Writer: Danny QDanny Q
Ooh, baby, do you know what that’s worth? Ooh, heaven is a place on earth They say in heaven, love comes first We’ll make heaven a place on earth Ooh, heaven is a place on earth.

In 1987 Belinda Carlisle released the song “Heaven is a Place on Earth,” and unknowingly gave theologians and pastors a great song to use when discussing the topic of heaven, especially in light of the book of Revelation. There are a few ways this song mirrors our epistle text for this Sunday: Revelation 21:1-6. It speaks of love having primacy in heaven, which the text shows us as it talks about there being no more death, mourning, crying, or pain. The whole text shows us the ways in which God loves us and is making all things new for us.

Another way in which this song mirrors our text is the primary one I want to focus in on. “Ooh, heaven is a place on earth!” Possibly without realizing it, Belinda Carlisle did a better job talking (or well, singing) about heaven then a lot of Christians in the last few centuries have. In the last few centuries the Christian view of heaven began to morph and change into something odd. It somehow began to change into an old heresy which has constantly been fought by the Church – Gnosticism. The view in Gnosticism is that there is a separation of spirit and body, with spirit being the higher and better of the two. The Church early on declared this to be heresy and helped its people to see the importance of both body and spirit and that the two cannot really be separated. Christians, however, began to fall back into gnostic thinking, and the view of heaven shifted. As the idea of the spirit took on more importance, and the body became less important, the view of heaven became one that is more spiritual, rather than physical. Thank God for Belinda Carlisle’s song and the book of Revelation to draw us back into orthodoxy.

Pastors, this Sunday is a great day to preach on the implication of the resurrection in regards to our view on heaven. The resurrection of Jesus is the example for all of us and the first fruit of what is to come. Jesus’s resurrection gives us a glimpse of what will happen to all of us one day. Instead of us being taken to heaven as some disembodied spirit, heaven will one day fully come down to earth where it will be as one. Just as Jesus came down and became one of us, so too will heaven. It will come down and heaven and earth will be made fully one. NT Wright states it like this in his book Surprised by Hope, “Jesus’s resurrection is the beginning of God’s new project not to snatch people away from earth to heaven but to colonize earth with the life of heaven.” We see that Jesus is the beginning of making all things new. His resurrection changes everything, and gives us glimpse of what that change will ultimately look like. This new creation or what can be called salvation

then, is not ‘going to heaven’ but ‘being raised to life in God’s new heaven and new earth.’ But as soon as we put it like this we realize that the New Testament is full of hints, indications, and downright assertions that this salvation isn’t just something we have to wait for in the long-distance future.

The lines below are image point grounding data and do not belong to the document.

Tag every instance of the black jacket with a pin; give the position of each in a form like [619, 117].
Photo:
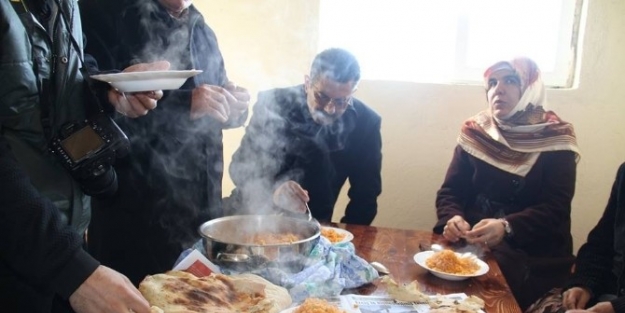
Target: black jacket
[282, 142]
[40, 255]
[600, 263]
[171, 181]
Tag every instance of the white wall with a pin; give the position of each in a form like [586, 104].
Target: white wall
[271, 43]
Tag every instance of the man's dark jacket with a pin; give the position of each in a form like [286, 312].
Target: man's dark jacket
[600, 263]
[171, 181]
[282, 142]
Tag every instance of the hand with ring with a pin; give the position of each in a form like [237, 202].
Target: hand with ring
[456, 228]
[575, 298]
[489, 231]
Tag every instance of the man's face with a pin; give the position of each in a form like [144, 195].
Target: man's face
[328, 99]
[504, 92]
[175, 7]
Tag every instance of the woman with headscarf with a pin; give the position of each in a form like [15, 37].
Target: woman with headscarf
[511, 181]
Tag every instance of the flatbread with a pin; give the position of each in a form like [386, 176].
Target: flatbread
[178, 291]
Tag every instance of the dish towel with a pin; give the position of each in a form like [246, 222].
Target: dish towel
[329, 269]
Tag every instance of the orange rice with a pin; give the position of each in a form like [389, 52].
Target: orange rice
[315, 305]
[447, 261]
[332, 234]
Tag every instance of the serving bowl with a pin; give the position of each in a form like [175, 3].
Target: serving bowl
[228, 242]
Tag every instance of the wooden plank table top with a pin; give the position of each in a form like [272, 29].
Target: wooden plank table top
[395, 249]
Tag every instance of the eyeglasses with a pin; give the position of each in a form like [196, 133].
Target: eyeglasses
[323, 100]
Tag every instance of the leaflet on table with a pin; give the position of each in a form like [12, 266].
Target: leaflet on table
[370, 304]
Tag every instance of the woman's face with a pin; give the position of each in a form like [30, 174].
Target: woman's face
[175, 7]
[504, 92]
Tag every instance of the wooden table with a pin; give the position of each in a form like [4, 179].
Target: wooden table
[395, 249]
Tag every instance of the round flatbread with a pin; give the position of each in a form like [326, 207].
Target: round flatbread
[178, 291]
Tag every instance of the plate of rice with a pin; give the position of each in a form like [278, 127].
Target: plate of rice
[314, 305]
[451, 265]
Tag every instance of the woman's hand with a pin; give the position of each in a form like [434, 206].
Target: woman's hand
[575, 298]
[291, 196]
[456, 228]
[601, 307]
[489, 232]
[138, 103]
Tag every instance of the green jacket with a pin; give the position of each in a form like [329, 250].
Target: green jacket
[30, 53]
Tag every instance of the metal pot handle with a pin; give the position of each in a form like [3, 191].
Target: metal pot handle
[308, 211]
[233, 257]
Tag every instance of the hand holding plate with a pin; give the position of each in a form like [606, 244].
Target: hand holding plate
[139, 103]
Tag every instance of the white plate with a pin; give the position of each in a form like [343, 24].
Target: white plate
[422, 256]
[347, 235]
[146, 81]
[290, 310]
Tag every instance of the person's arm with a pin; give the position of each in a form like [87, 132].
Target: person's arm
[365, 178]
[453, 194]
[48, 254]
[37, 245]
[543, 220]
[593, 264]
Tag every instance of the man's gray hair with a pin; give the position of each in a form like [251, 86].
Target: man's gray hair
[336, 64]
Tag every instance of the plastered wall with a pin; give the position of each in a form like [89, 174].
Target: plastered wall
[271, 43]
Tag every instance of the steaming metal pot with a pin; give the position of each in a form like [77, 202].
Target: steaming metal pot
[228, 242]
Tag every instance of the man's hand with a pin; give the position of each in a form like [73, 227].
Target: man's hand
[575, 298]
[221, 103]
[108, 291]
[243, 100]
[291, 196]
[138, 103]
[455, 228]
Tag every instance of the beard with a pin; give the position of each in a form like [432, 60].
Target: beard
[323, 118]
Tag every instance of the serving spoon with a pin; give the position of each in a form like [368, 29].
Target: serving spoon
[382, 270]
[436, 247]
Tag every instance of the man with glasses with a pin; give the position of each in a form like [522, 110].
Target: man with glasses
[304, 142]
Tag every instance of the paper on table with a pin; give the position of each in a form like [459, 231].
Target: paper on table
[384, 303]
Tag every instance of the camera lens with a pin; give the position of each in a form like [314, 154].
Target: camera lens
[101, 183]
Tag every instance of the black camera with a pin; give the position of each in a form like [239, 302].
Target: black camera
[88, 149]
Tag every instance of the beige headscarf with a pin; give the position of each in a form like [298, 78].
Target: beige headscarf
[514, 142]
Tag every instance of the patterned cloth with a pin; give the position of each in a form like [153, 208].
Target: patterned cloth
[514, 142]
[328, 270]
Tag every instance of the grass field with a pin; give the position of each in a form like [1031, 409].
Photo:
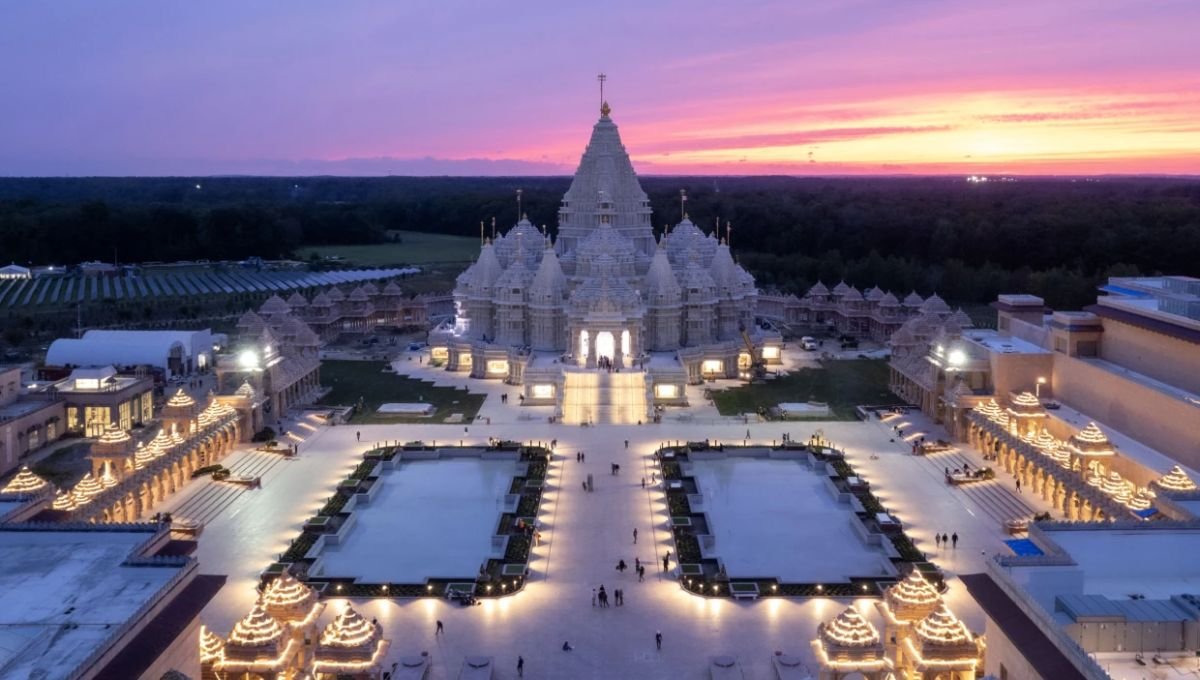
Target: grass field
[353, 380]
[414, 248]
[841, 384]
[65, 467]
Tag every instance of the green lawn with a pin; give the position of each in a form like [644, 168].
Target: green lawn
[66, 465]
[352, 380]
[415, 248]
[841, 384]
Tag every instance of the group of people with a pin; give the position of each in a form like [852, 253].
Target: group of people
[943, 540]
[600, 596]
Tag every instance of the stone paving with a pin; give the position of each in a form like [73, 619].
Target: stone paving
[585, 535]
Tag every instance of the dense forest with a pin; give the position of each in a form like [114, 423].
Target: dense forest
[1055, 238]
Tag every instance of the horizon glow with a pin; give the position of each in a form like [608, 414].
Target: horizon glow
[816, 88]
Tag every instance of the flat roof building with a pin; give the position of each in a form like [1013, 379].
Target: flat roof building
[97, 601]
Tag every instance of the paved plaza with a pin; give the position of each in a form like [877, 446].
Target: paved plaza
[586, 534]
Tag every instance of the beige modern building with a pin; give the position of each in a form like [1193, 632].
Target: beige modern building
[96, 601]
[1097, 601]
[27, 421]
[1129, 363]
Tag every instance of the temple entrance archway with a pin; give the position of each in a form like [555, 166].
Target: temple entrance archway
[606, 345]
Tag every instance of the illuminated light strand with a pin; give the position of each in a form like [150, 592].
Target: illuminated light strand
[1026, 399]
[258, 629]
[107, 480]
[1092, 434]
[161, 443]
[144, 456]
[991, 410]
[849, 630]
[64, 500]
[1176, 480]
[180, 399]
[1047, 441]
[349, 630]
[1141, 500]
[1090, 441]
[211, 645]
[113, 435]
[913, 591]
[1061, 455]
[88, 488]
[942, 629]
[24, 482]
[1115, 486]
[287, 591]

We can enjoy it here and now (always partially, of course, since we all still have to die), genuinely anticipating in the present what is to come in the future. ‘We were saved,’ says Paul in Romans 8:24, ‘in hope.’ The verb ‘we were saved’ indicates a past action, something that has already taken place, referring obviously to the complex of faith and baptism of which Paul has been speaking in the letter so far. But this remains ‘in hope’ because we still look forward to the ultimate future salvation of which he speaks in (for instance) Romans 5:9, 10.

The joy of our faith, and part of its uniqueness, is that God comes and dwells among us. God became incarnate and walked among us. It doesn’t stop there, though. God and all of heaven will descend as heaven and earth become one; humanity will follow after Jesus through a grand resurrection. Our faith is not about us one day going to heaven, but instead it is about heaven coming down to us. So pastors, preach boldly of the hope of a bodily resurrection, preach boldly the joy of heaven coming down to earth, and preach about why that is important. Since heaven is coming down to earth, let’s prepare to live like that. Let’s live our lives as an example of the reality that is to come. We will be a resurrected people, so let’s take this Sunday to help our people embrace living out that future resurrected life here and now. As the song reminds us, “heaven is a place on earth,” and that place is everywhere on earth.